В башне пахло сигаретным дымом. Свежими окурками. Это настораживало: окна были открыты и, прежде чем отправиться в поселок, Фольк вытряхнул в мусор содержимое жестянки из-под горчицы, которую его гость приспособил под пепельницу. Он точно помнил, как высыпал пепел, и теперь в замешательстве рассматривал три лежащих на дне жестянки окурка. Он втянул носом воздух и нахмурился. Окурки были свежие. Сигнал тревоги звучал в его мозгу громче. Фольк двигался медленно, осторожно, словно Маркович спрятался где-то неподалеку. Это на него не похоже, думал Фольк, опасливо поднимаясь по винтовой лестнице. Не в его духе. Тем не менее, пока он не поднялся на второй этаж и не убедился, что в башне никого нет, он не успокоился. Усевшись на кровать, попытался осознать происходящее. Без сомнений, Маркович наведался в башню, пока Фольк был в поселке. Внезапная мысль заставила его привстать и открыть сундук, на дне которого хранилось ружье. Ни ружья, ни коробок с патронами на месте не оказалось. Маркович не просто крался по следу, он уже успел кое-что предпринять. И действовал совершенно открыто.

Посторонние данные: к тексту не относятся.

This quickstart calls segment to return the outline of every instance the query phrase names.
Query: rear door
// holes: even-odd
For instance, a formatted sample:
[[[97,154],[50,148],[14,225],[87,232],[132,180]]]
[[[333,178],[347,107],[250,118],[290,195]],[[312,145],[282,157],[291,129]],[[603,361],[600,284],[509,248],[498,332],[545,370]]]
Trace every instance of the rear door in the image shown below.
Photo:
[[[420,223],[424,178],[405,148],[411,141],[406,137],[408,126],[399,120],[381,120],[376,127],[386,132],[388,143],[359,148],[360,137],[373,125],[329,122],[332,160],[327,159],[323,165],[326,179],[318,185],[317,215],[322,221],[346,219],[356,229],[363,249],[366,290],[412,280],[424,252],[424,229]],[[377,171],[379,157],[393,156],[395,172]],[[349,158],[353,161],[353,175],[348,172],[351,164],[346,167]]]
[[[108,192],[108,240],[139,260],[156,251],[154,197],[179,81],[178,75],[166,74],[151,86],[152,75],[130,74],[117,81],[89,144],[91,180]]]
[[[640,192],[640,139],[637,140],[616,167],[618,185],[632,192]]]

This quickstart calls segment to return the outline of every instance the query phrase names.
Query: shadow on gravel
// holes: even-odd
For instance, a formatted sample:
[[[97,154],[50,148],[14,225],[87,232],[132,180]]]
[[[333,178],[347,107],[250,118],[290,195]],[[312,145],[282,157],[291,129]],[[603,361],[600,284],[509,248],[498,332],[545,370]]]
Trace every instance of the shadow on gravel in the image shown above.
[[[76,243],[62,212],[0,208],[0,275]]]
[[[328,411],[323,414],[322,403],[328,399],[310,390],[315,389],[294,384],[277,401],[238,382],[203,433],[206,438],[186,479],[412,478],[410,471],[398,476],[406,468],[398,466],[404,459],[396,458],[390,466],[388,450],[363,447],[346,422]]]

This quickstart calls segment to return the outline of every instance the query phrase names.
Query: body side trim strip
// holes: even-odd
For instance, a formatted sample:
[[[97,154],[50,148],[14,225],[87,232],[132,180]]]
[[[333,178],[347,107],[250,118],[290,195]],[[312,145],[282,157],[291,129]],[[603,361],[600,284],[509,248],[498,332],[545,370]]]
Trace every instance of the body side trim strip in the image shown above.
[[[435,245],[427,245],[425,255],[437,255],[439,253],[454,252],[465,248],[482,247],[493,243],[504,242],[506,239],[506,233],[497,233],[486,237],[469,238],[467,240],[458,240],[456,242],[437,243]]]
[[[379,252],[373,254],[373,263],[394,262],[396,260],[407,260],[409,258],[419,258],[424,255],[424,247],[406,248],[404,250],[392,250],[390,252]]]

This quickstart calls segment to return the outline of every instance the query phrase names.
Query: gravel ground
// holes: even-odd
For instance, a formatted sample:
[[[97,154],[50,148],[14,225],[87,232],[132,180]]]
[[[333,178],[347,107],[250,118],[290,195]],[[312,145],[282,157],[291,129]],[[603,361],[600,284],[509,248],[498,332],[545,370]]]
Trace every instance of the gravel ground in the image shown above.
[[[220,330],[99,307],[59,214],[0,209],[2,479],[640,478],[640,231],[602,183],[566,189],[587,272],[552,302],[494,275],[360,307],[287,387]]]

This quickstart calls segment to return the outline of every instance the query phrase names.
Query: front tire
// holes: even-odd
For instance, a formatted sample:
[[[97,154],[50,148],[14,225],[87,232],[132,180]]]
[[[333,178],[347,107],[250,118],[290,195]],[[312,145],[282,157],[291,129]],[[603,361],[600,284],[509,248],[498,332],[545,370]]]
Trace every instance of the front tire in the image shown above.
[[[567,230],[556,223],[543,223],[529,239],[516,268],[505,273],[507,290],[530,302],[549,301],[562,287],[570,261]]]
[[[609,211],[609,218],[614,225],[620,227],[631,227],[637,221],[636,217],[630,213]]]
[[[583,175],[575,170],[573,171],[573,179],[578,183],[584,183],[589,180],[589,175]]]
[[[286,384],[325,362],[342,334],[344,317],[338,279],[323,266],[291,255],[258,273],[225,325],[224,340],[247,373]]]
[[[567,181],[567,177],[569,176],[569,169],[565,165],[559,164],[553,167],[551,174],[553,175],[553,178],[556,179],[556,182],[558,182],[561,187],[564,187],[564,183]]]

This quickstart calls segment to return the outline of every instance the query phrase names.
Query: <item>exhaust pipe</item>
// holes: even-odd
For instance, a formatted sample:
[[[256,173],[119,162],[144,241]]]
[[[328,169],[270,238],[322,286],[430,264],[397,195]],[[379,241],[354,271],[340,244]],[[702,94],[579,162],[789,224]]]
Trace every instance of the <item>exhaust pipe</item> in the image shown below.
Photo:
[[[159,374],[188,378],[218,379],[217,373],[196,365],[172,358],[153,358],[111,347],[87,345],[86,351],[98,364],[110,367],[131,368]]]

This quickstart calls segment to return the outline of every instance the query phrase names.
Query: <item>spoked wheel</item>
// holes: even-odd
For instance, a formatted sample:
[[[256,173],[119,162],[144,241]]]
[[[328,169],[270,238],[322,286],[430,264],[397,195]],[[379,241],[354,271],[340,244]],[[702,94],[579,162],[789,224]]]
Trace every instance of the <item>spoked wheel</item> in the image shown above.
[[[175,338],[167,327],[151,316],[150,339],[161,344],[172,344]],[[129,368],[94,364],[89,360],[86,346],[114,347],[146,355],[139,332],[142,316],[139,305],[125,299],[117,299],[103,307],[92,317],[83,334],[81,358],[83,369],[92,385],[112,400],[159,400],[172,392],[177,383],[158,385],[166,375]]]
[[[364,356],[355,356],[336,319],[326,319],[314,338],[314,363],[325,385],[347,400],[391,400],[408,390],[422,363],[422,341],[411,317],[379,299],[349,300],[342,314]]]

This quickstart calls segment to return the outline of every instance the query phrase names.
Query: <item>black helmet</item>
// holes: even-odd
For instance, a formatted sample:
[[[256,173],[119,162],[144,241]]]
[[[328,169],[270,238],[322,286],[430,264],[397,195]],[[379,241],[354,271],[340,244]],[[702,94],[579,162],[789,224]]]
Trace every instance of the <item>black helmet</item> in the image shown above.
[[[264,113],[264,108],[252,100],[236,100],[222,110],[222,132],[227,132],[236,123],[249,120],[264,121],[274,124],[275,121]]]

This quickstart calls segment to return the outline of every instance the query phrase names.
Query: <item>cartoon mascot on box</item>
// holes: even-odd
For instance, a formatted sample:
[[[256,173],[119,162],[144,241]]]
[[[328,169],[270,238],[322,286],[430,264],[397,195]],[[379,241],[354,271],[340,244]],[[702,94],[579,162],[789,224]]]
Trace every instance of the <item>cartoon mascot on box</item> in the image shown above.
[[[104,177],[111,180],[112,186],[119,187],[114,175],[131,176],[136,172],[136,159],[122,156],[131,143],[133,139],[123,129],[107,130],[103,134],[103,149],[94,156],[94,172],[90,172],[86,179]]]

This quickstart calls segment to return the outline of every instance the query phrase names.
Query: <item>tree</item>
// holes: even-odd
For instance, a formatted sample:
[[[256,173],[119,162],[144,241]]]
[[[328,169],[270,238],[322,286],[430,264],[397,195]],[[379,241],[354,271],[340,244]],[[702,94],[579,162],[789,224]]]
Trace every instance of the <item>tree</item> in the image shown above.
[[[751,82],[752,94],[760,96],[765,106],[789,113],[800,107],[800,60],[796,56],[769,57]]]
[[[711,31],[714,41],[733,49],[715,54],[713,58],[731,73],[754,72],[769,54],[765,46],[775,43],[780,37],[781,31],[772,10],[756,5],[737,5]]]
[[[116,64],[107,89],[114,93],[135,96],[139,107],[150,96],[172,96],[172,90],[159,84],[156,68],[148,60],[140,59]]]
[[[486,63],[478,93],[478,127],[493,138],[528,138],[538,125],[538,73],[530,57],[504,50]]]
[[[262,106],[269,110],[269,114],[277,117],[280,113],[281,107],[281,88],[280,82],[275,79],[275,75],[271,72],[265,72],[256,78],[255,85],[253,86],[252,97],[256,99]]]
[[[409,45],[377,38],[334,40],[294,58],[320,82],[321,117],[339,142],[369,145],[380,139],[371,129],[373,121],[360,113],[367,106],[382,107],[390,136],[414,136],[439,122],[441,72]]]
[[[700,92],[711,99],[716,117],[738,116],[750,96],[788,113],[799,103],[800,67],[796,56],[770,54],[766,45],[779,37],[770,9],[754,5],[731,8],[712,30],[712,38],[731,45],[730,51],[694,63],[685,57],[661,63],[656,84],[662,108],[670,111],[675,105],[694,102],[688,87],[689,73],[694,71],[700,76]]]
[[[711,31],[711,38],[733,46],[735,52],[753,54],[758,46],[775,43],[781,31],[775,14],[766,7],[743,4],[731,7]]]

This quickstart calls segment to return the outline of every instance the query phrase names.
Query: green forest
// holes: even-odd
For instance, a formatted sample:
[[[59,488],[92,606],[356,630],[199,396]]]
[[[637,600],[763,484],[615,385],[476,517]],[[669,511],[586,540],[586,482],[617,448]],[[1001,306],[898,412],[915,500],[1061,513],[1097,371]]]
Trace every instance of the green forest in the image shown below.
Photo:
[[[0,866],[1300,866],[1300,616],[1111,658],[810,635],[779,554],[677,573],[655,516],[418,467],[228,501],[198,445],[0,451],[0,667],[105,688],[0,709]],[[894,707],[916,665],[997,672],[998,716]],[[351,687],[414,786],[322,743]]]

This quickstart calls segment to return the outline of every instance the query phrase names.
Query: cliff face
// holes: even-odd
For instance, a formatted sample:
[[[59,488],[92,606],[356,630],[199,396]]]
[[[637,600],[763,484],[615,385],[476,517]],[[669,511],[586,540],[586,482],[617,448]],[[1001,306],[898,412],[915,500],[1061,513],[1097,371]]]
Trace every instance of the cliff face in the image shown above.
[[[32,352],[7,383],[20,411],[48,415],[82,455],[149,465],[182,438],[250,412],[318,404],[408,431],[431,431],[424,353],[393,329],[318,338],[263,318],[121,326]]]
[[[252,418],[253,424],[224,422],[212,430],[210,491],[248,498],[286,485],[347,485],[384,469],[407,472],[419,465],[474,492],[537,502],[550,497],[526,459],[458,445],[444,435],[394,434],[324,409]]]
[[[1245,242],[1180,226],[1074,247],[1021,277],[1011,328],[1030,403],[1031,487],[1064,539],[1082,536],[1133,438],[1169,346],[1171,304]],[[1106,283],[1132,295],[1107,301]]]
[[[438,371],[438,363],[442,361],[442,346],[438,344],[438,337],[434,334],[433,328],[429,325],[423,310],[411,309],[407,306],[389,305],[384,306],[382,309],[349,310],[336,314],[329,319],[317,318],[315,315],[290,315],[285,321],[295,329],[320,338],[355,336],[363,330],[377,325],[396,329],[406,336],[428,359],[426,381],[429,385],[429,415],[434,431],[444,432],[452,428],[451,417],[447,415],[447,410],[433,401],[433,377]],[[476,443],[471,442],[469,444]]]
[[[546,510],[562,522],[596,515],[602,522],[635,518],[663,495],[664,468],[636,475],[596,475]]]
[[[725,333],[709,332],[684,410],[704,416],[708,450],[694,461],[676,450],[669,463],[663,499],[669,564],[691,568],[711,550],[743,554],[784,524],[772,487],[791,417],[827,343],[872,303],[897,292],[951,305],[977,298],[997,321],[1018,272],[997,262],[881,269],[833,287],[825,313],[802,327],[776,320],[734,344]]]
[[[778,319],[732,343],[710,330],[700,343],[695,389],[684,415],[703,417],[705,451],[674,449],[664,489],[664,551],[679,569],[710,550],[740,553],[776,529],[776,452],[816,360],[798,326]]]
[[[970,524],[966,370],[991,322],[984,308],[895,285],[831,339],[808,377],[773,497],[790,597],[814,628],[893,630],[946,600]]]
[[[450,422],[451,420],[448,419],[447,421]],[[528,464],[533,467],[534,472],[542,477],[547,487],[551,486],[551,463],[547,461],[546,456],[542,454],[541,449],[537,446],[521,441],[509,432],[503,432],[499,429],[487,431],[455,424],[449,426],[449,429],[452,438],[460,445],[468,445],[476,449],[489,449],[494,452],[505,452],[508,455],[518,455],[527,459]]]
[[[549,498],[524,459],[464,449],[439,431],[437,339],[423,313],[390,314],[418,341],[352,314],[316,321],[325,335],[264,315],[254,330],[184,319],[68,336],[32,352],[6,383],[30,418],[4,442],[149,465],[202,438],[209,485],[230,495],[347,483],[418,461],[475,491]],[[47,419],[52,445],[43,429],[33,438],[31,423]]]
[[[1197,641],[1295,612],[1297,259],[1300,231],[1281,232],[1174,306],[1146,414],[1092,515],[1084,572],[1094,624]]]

Фольк чувствовал, что приближается приступ. Боль становилась все настойчивее, но до поры до времени была терпима. И вместе с нарастающей болью, с ожиданием приступа его настигло равнодушие. К черту, решил он, спускаясь по лестнице. У каждого явления есть свои плохие и хорошие стороны. Улица, окоп, боль… Боль обрекает на одни страдания, но одновременно оберегает от других: Маркович превращается в незначительное явление окружающего мира. Боль меняет приоритеты. Замедляет время. И когда настоящая, глубокая, острая боль накатила волной и сковала поясницу, Фольк неторопливо достал две таблетки и проглотил их, запив стаканом воды. Оставалось только ждать. Он присел на корточки и прислонился спиной к стене; черно-белый угольный набросок собаки, грызущей мертвое тело, оказался в точности позади его головы. Фольк стиснул зубы и принялся терпеливо ждать, пока приступ не достиг своего наивысшего напряжения, после чего боль пошла на убыль и отпустила. Не отводя глаз от рисунка напротив, слева от двери – Гектор прощается с Андромахой перед битвой, – он вспоминал строку, которую Ольвидо продекламировала как-то раз в Риме: Taci е riposa: qui si spegne il canto.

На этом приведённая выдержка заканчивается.